Last night’s congressional debate and votes on health care reform was riveting TV, from the shouts and hollers in the crowd to impassioned speeches on both sides to the final, triumphant arrival of Nancy Pelosi, the first female Speaker of the House, who had just achieved what no other speaker in decades of trying had done: passing a comprehensive health care reform bill.
Liberal-leaning Jewish and women’s groups cheered. “The National Jewish Democratic Council congratulates the U.S. House of Representatives on the passage of a historic health care reform package that represents a giant step forward in improving the welfare of the citizens of the United States,” NJDC Chair Marc Stanley said in a statement to Reuters. “This bill also reflects the clear groundswell of support in the American Jewish community — both among individuals and organizations — for the change in our health care system that’s so desperately needed today.”
Visually, the night couldn’t have been better for women. Between the pundits’ assertion that Pelosi’s will to get things done had been the driving force behind this accomplishment — over the hemming and hawing of various male politicians — and her declaration on the House floor that “being a woman will no longer be a pre-existing condition,” and the numerous female representatives who spoke passionately and loudly alongside their male colleagues, it was clear we were in a new era.

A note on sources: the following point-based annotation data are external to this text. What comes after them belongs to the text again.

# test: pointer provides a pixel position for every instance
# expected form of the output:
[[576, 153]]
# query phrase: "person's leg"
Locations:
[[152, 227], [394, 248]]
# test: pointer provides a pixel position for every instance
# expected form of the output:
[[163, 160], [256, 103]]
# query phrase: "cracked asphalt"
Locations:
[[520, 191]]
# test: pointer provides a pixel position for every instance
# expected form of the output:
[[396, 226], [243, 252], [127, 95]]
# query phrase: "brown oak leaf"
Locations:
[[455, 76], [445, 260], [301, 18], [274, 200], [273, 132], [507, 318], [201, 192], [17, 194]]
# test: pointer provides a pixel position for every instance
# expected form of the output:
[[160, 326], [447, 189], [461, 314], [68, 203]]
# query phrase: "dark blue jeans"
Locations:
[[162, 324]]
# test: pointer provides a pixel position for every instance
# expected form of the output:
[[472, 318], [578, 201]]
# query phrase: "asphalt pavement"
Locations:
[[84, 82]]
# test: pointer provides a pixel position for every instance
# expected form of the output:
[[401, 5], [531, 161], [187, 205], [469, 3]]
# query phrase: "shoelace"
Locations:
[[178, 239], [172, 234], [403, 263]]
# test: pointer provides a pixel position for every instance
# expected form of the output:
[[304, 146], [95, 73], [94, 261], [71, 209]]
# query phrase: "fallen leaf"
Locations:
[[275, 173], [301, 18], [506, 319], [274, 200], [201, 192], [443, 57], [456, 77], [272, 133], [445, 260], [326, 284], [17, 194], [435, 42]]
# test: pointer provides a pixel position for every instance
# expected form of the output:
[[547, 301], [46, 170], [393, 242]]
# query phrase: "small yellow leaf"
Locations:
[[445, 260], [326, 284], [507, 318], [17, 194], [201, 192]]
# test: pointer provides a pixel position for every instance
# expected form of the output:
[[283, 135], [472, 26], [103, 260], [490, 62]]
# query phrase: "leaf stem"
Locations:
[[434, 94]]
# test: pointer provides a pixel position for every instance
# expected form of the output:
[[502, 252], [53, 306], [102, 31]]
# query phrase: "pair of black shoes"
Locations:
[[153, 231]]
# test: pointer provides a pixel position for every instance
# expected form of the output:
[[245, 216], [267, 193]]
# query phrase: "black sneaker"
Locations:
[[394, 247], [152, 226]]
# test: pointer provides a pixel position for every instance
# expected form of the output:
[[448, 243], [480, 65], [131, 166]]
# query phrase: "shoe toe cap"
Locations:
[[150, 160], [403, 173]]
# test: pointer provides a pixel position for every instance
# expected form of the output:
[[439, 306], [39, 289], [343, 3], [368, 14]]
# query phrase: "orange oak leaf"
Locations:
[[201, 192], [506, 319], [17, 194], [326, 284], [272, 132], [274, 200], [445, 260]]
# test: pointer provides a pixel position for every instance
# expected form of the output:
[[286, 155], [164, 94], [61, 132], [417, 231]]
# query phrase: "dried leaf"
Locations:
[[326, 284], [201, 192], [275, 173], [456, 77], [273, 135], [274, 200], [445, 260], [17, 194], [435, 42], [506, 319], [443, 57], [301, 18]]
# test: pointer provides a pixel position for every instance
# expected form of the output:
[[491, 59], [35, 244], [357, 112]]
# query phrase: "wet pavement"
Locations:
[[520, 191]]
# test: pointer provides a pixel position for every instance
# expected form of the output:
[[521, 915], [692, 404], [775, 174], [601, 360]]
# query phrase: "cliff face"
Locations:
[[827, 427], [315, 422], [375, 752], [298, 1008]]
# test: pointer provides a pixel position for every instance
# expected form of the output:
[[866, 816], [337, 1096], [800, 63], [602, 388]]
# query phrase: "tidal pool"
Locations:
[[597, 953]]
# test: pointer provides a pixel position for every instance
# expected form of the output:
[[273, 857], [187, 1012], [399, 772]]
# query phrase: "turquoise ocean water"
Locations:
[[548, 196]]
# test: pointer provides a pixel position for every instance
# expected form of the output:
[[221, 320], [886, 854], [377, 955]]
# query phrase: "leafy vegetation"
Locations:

For many feminist Jewish activists, though, the night was less triumphant than, to borrow a word used by the National Council of Jewish Women’s twitter feed, “bittersweet” due to the abortion restrictions it contained — even if they fell short of the restrictions some conservative legislators sought. In perhaps the most bizarre twist of the saga, abortion rights opponent Democrat Bart Stupak, who has delayed this process repeatedly with his demands to further restrict aboriton funding, was called a “baby killer” by an angry congressman when he stood up to defend the bill he ultimately decided to support. Stupak even mentioned prenatal care and maternal health in his remarks, which was shocking in an evening where abortion foes acted as if the procedure happens in a vacuum rather than in the body of a living, breathing woman.
But what will the actual contents of the bill accomplish for women? Do the gains represented by the bill offset some of the losses for reproductive rights?
Well, the bill will be helpful in several ways, most noticeably by ending the disparately high premiums women pay (thus womanhood no longer being a pre-existing condition). It will also mandate the coverage of maternity care for women, which is a huge gain considering the U.S.’s dismal record on maternal health. Finally, it will ban companies from discriminating against all patients for pre-existing conditions — which will go into effect immediately for children, eventually for adults. It will expand coverage to a larger percentage of low-income Americans, which is a huge victory, and will allow young people up until the age of 26 to stay covered on their parents’ plans, which is particularly timely given the poor economy and the larger number of young people freelancing. Here’s a good round-up of pros and cons from Feministing. and a more detailed breakdown from Reuters.
But practically speaking, the ramifications of this bill in terms of reproductive rights remain depressing. First of all, many are predicting that private companies will simply drop abortion care because keeping separate pools of funding for such procedures isn’t worth the hassle. Secondly, the unfortunate message has been sent that it’s acceptable to compromise abortion rights for broader goals.
Perhaps, as Katha Pollit in The Nation suggests, the Democratic establishment should give women some payback for taking this blow for the greater good.